La receta perfecta (2025): "Modesta fábula rural con potencial, pero que se queda a medio gas por falta de profundidad narrativa"

 Puntuación: 6/10 💫

Totone, de 18 años, pasa la mayor parte del tiempo emborrachándose y saliendo de fiesta con su grupo de amigos en la región del Jura, a medio camino entre Francia y Suiza.
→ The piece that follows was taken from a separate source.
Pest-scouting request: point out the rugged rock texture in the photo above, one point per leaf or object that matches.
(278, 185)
Pero, tras una desgracia, el joven choca de frente con la realidad y se ve obligado a tomar las riendas de su vida para cuidar él solo de su hermana de siete años.

Desesperado por sus circunstancias, se propone fabricar el mejor queso Comté de la región, con la esperanza de ganar la medalla de oro en el concurso agrícola y un premio de 30.000 euros que le permitiría paliar su situación precaria.

Louise Courvoiser, joven directora suiza, debuta con este sencillo largometraje que ha obtenido cierto reconocimiento en Cannes. Ciertamente, La receta perfecta es una película con potencial. Su planteamiento resulta sugerente y ofrece la posibilidad de explorar temas de gran profundidad humana, como el paso de la niñez a la vida adulta y la resiliencia ante las dificultades. La película lo hace en parte, pero acaba quedándose en la superficie.

Hay una clara falta de trabajo y matización en los diálogos que, pese a las buenas interpretaciones de los debutantes Clément Faveau y la pequeña Luna Garret, no permiten profundizar en la psicología de los personajes ni ahondar en su faceta más íntima.

Se entiende que la historia se desarrolla en un entorno rural, donde no abundan las oportunidades para formarse y la población se dedica a oficios de carácter técnico. Esto podría justificar cierta sencillez en los diálogos, pero en muchas escenas las conversaciones caen en una especie de simpleza artificial.

Otro aspecto que no termina de cuajar es la constante banalización de la sexualidad, un mal endémico del cine contemporáneo. Las escenas íntimas no logran transmitir la verdad de las relaciones ni la complejidad emocional que pretenden, y acaban resultando algo ridículas.

Pese a ello, La receta perfecta es una película digna, honesta y con momentos de genuina ternura. Además, ofrece una mirada curiosa sobre el proceso artesanal de elaboración del queso Comté, que añade un toque de autenticidad al relato.

Con gran valor, Louise Courvoiser firma un debut prometedor, que aunque necesita madurar —como el queso que su protagonista aspira a perfeccionar—, deja entrever una sensibilidad que podría dar frutos más sólidos en el futuro.